Comment a-t-on pu en arriver là ? Une question taraude les esprits, en France, après les attentats de Paris.

Y a-t-il une continuité directe entre les émeutes de 2005 et les attentats de Paris ? (Photo: Wikimedia)
Un coup d’oeil sur l’histoire des frères Kouachi et d’Amedy Coulibaly pourrait fournir un début de réponse. Le quotidien écologiste en ligne Reporterre raconte l’enfance et la jeunesse de Chérif et Saïd Kouachi : issus d’une famille nombreuse, dont le père est absent et la mère se prostitue pour arrondir ses fins de mois, les deux frères passent leur enfance dans un quartier pauvre du 19e arrondissement de Paris. A l’âge de respectivement douze et dix ans, ils perdent leur mère, morte d’une overdose de médicaments. Ils sont placés dans un foyer et passent leur jeunesse « sans histoire », avant de faire la connaissance d’un groupe de salafistes parisiens. Sur fond de guerre en Irak, ils se radicalisent progressivement.

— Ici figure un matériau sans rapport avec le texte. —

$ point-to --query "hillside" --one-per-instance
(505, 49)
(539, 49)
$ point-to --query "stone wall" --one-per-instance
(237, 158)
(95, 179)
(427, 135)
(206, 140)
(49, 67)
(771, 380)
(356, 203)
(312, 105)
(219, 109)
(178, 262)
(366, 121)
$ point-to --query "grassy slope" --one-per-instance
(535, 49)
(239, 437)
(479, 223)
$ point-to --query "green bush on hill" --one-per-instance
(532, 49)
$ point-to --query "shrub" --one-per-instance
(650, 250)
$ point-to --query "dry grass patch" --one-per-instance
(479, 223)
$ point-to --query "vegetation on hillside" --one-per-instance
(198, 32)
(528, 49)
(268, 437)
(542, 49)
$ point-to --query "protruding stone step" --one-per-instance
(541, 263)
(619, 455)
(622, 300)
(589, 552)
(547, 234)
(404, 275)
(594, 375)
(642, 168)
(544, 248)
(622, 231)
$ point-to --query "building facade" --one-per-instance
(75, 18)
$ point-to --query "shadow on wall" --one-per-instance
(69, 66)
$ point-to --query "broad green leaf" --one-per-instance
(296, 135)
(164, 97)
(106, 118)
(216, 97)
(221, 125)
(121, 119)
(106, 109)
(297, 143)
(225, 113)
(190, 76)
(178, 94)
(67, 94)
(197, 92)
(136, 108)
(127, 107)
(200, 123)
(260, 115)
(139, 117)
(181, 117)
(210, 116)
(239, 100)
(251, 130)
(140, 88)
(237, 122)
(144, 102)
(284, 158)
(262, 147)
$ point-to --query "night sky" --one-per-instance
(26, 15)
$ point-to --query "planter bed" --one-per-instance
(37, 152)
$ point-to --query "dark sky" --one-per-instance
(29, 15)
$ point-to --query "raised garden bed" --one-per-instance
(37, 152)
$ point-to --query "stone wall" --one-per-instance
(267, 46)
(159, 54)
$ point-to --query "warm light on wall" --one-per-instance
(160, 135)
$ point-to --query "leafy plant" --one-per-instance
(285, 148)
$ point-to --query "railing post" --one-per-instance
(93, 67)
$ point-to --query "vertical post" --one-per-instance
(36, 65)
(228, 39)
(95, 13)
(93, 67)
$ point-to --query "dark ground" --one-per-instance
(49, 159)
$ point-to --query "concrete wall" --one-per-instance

Amedy Coulibaly, lui aussi issu d’une famille (très) nombreuse – ils étaient dix enfants – a grandi à Grigny, une banlieue située dans l’Essonne, en Ile-de-France. Lycéen, il passe à la petite, puis à la grande délinquance : vols, braquages, trafic de drogue. En 2000, alors qu’il a 18 ans, son meilleur ami Ali Rezgui est tué par un policier alors qu’il tente de s’enfuir à bord d’une camionnette remplie de motos volées. Coulibaly s’en sort blessé. Par la suite, il est plusieurs fois condamné et emprisonné pour vols aggravés. En prison, il fait la connaissance de Chérif Kouachi. Détenu à Fleury-Mérogis, il participe au tournage clandestin d’une vidéo censée lever le voile sur les conditions de vie dégradantes dans la plus grande prison de France.
Produits de la misère
Chérif et Saïd Kouachi, tout comme Amedy Coulibaly, sont de purs produits de la misère. Tous trois élevés dans des quartiers défavorisés, ils représentent en quelque sorte le portrait typique du djihadiste français : enfance misérable, petite délinquance pour Coulibaly, les foyers pour les frères Kouachi, radicalisation sur fond d’interventions occidentales dans des pays arabes et en prison, puis passage à l’acte dans un contexte international plus que tendu. Et ils ne sont pas les premiers ni les derniers à être prêts à passer à l’acte. Comme ces centaines de jeunes, pour la grande majorité issus de quartiers « chauds », qui
partent faire le djihad en Syrie ou en Irak, ils sont français, ils ont grandi en France, ils ont fréquenté l’école républicaine.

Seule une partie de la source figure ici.